Multi-thread loading shards: 100% Completed | 5/5 [00:01<00:00, 2.62it/s]
[2026-05-24 00:52:54] Load weight end. elapsed=2.62 s, type=Qwen3ForCausalLM, avail mem=260.48 GB, mem usage=15.28 GB.
[2026-05-24 00:52:54] KV Cache is allocated. dtype: torch.bfloat16, #tokens: 1707904, K size: 117.28 GB, V size: 117.28 GB
[2026-05-24 00:52:54] Memory pool end. avail mem=25.28 GB
[2026-05-24 00:52:54] CUTLASS backend is disabled when piecewise cuda graph is enabled due to TMA descriptor initialization issues on SM100 GPUs. Using auto backend instead for stability.
[2026-05-24 00:52:54] Capture cuda graph begin. This can take up to several minutes. avail mem=24.16 GB
[2026-05-24 00:52:54] Capture cuda graph bs [1, 2, 4, ...]
Capturing batches (bs=1 avail_mem=23.56 GB): 100% | 52/52 [00:05<00:00, 10.36it/s]
[2026-05-24 00:53:00] Capture cuda graph end.
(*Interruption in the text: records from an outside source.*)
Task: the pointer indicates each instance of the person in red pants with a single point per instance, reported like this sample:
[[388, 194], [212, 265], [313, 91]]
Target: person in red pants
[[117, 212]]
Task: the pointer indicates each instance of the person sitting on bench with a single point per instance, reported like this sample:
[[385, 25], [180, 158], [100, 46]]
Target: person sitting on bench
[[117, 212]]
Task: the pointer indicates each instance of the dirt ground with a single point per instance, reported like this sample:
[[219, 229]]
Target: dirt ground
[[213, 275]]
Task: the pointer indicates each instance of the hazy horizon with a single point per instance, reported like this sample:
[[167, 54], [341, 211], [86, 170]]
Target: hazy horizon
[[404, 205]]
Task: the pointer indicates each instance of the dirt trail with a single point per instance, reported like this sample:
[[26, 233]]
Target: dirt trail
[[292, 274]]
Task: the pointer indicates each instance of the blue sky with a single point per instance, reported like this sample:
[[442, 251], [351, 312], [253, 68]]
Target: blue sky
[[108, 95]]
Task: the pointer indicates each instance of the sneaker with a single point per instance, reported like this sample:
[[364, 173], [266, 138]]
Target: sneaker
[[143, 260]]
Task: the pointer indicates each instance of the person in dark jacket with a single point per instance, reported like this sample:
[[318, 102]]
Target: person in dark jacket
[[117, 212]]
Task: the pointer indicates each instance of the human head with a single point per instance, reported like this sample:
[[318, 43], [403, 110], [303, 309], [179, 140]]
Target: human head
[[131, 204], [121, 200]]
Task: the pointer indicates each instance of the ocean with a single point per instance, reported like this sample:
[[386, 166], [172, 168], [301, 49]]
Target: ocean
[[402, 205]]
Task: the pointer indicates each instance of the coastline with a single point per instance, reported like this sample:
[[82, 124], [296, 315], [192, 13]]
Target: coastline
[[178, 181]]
Time elapsed: 5.38 s. mem usage=0.60 GB. avail mem=23.56 GB.
[2026-05-24 00:53:00] Capture piecewise CUDA graph begin. avail mem=23.56 GB
[2026-05-24 00:53:00] Capture cuda graph num tokens [4, 8, 12, ...]
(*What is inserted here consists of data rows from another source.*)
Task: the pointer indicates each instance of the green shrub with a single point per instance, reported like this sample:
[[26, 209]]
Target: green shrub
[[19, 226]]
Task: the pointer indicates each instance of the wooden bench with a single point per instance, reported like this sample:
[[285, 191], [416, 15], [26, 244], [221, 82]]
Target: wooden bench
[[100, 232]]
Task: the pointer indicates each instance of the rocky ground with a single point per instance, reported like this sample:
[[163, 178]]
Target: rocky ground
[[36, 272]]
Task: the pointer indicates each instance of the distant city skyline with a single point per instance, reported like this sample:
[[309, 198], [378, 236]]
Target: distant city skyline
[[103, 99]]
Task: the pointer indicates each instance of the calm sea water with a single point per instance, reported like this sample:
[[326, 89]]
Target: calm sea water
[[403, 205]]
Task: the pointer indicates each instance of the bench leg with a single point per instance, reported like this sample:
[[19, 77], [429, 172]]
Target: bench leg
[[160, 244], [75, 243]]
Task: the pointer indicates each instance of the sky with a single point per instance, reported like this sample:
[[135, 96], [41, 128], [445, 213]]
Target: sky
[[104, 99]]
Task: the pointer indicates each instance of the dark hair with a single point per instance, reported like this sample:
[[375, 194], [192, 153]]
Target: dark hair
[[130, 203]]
Compiling num tokens (num_tokens=4): 100% | 74/74 [00:09<00:00, 7.44it/s]
Capturing num tokens (num_tokens=4 avail_mem=21.24 GB): 100% | 74/74 [00:07<00:00, 10.44it/s]
[2026-05-24 00:53:18] Capture piecewise CUDA graph end. Time elapsed: 18.18 s. mem usage=2.32 GB. avail mem=21.24 GB.
[2026-05-24 00:53:20] Tree cache initialized: source=default impl=RadixCache hybrid_swa=False hybrid_ssm=False hierarchical=False streaming_wrapped=False
[2026-05-24 00:53:20] max_total_num_tokens=1707904, chunked_prefill_size=16384, max_prefill_tokens=16384, max_running_requests=4096, context_len=40960, available_gpu_mem=21.24 GB
[2026-05-24 00:53:20] INFO: Started server process [1964249]
[2026-05-24 00:53:20] INFO: Waiting for application startup.
[2026-05-24 00:53:20] Using default chat sampling params from model generation config: {'temperature': 0.6, 'top_k': 20, 'top_p': 0.95}
[2026-05-24 00:53:20] INFO: Application startup complete.
[2026-05-24 00:53:20] INFO: Uvicorn running on http://127.0.0.1:30000 (Press CTRL+C to quit)
[2026-05-24 00:53:21] Prefill batch, #new-seq: 1, #new-token: 64, ...
[2026-05-24 00:53:21] INFO: 127.0.0.1:... - "POST /generate HTTP/1.1" 200 OK
[2026-05-24 00:53:21] The server is fired up and ready to roll!
Note: [Gloo] messages and tqdm progress bars are acceptable. The key is no warnings or deprecation messages from transformers, torchao, or other third-party libraries. The CUTLASS backend is disabled message is now info level, not a warning.